The Las Vegas Birthday Experience



I see Las Vegas as an Exploratorium on the human condition. Debauchery, hedonism, and indulgence are everywhere. It’s all here – the fake, plastic things they have often cautioned us won’t give us happiness – money, sex, drugs, and alcohol. On steroids. Even the architecture is fake it’s hard not to see it as

a satiric representation of what the city offers. Tour de Eiffel, Arc de Triomphe, Chrysler Building and Empire State

are here. It’s tacky and funny, one can’t help but love it.


Everyone is a tourist out for a good time. You look in people’s eyes and you see that fire burning in their eyes seeking that opportunity to abandon their inhibitions. I find it very interesting that it’s the favorite destination of people being initiated into adulthood by drowning in inebriation and belligerence. Most likely, that same person and his/her friends will be back in a few years for that one last crazy high before they subject themselves to the shackles of married suburban life.


It doesn’t make any sense to me. No matter. If you just allow it to pass you and not penetrate you, you’ll survive and actually have a good time, come home with your sanity, memory, checking account, integrity, and human dignity still intact.

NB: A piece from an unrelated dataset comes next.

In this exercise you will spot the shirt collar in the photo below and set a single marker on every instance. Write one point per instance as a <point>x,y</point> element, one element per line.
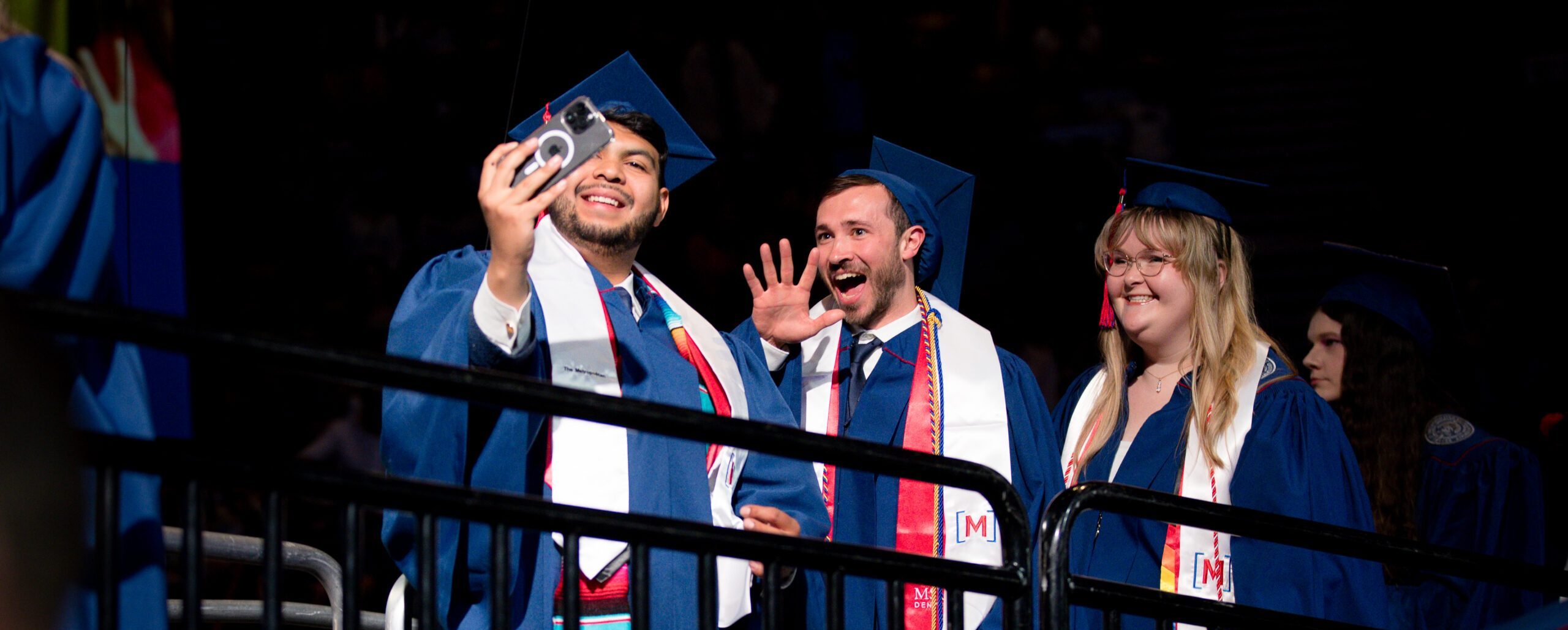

Otherwise, Vegas will eat you alive. The fainthearted and weak-willed are strongly cautioned. Vegas will gently nudge you to go through your motions of one-night stands, strip clubs, gambling, shopping, and non-stop drinking. After using you up, it will send you home with a compounded hangover and maxed out credit (I don’t think anybody leaves this city richer, even if you do manage to win at the tables). And you’ll be back at your job the next day, staring at your computer screen and scratching your head wondering why, despite all that “fun” documented in your digital camera, you still feel hollow inside.


But if you see things just for what they are, I think it is a wonderful place to learn who you are. Some psychologists would argue that when you react strongly and negatively to something that you see in someone, you are actually reacting to that piece of yourself you have not accepted yet so you project it on to the other person. You are basically reacting to you. You don’t want to take responsibility for that awful, negative characteristic you still possess, so you want somebody else to carry it for you. So is it true then that if you don’t react to it, then you no longer identify with that part of you who’s caught in that spiderweb?


If you’re playful with it a little bit, charm it, smile with your eyes with it, flirt with it, dance with it, Vegas will be extremely easy on you. Vegas will serve you complimentary wine on the plane. Vegas will upgrade you to a one bedroom suite. Vegas will buy you drink after drink. Vegas will get you in parties without having to pay cover or stand in ridiculous lines.


I’m glad I waited a decade before I jumped in the Vegas bandwagon. I came home hangover-free, debt-free, sober, and feeling good knowing that I’m not that impressionable anymore. It’s a comfortable feeling to know that my identity is not built around a lot of things that would and could entrap. I don’t know if I could have said that at twenty-one.


Best of all, I got a real, melty, warm, cozy Danish "teddyhug" - in Vegas, of all places, where nothing is supposedly real.


Oh, life’s such a contradiction sometimes!!!